O Atlético iniciou a partida marcando forte no campo cruzeirense Aos 13 minutos, após uma cobrança de escanteio, Manoel mandou a bola para as próprias redes. Com o gol no início, o time da casa ficou mais tranquilo em campo e manteve a marcação no meio, com Otávio se destacando pelo setor, onde anulava as jogadas de criação mineira.

Na segunda etapa, o técnico Mano Menezes optou em colocar mais velocidade na equipe, com as entradas de Rafael Sóbis e Alex. Mas a estratégia demorou a dar certo. Aos 23 minutos, o zagueiro Bruno Rodrigo subiu mais que a zaga e levou perigo para o goleiro Weverton.

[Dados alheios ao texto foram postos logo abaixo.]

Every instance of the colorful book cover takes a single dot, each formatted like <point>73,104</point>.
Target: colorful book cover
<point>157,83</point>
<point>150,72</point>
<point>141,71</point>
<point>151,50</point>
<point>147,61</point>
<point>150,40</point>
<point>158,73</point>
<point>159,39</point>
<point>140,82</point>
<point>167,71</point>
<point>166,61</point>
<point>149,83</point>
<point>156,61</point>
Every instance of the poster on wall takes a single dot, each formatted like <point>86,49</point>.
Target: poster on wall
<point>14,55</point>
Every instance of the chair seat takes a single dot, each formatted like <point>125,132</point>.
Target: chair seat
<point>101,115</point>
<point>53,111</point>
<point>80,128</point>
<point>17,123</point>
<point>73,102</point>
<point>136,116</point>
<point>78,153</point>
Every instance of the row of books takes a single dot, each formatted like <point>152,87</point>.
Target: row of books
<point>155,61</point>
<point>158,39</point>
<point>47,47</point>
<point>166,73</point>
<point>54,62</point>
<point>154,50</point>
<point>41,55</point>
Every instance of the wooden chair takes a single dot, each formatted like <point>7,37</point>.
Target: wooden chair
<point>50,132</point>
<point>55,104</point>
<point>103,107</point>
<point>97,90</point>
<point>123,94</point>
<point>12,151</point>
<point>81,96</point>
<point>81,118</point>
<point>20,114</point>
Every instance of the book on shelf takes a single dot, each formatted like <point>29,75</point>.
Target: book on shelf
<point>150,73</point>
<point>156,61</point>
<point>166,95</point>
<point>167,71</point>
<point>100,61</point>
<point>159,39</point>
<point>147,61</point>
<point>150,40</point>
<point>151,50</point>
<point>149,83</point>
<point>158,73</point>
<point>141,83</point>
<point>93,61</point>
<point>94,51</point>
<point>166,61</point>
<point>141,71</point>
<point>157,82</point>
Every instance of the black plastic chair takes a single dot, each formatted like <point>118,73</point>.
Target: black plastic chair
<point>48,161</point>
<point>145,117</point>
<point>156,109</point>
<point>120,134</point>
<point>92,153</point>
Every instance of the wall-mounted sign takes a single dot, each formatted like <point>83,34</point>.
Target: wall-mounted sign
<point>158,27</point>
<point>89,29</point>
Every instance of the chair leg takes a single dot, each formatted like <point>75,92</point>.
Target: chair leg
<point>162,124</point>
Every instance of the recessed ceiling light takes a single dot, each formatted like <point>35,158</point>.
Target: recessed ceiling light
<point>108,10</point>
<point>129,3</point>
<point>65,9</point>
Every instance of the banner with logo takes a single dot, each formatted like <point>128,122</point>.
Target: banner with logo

Nos minutos finais, o jogo ficou mais aberto e as duas equipes ainda tiveram chances claras de gols, com Bruno, em uma cabeçada no travessão, aos 46, e Pablo, que perdeu um gol sem goleiro aos 48.

No final da partida, Weverton elogiou o trabalho do grupo. “Equipe correu quando tinha que correr e segurar quando precisava, mas todo o grupo está de parabéns, foi uma partida difícil”, disse. Já o zagueiro Bruno Rodrigo lamentou o resultado. “Achei que foi um pouco injusto, mais justo seria o empate”, disse.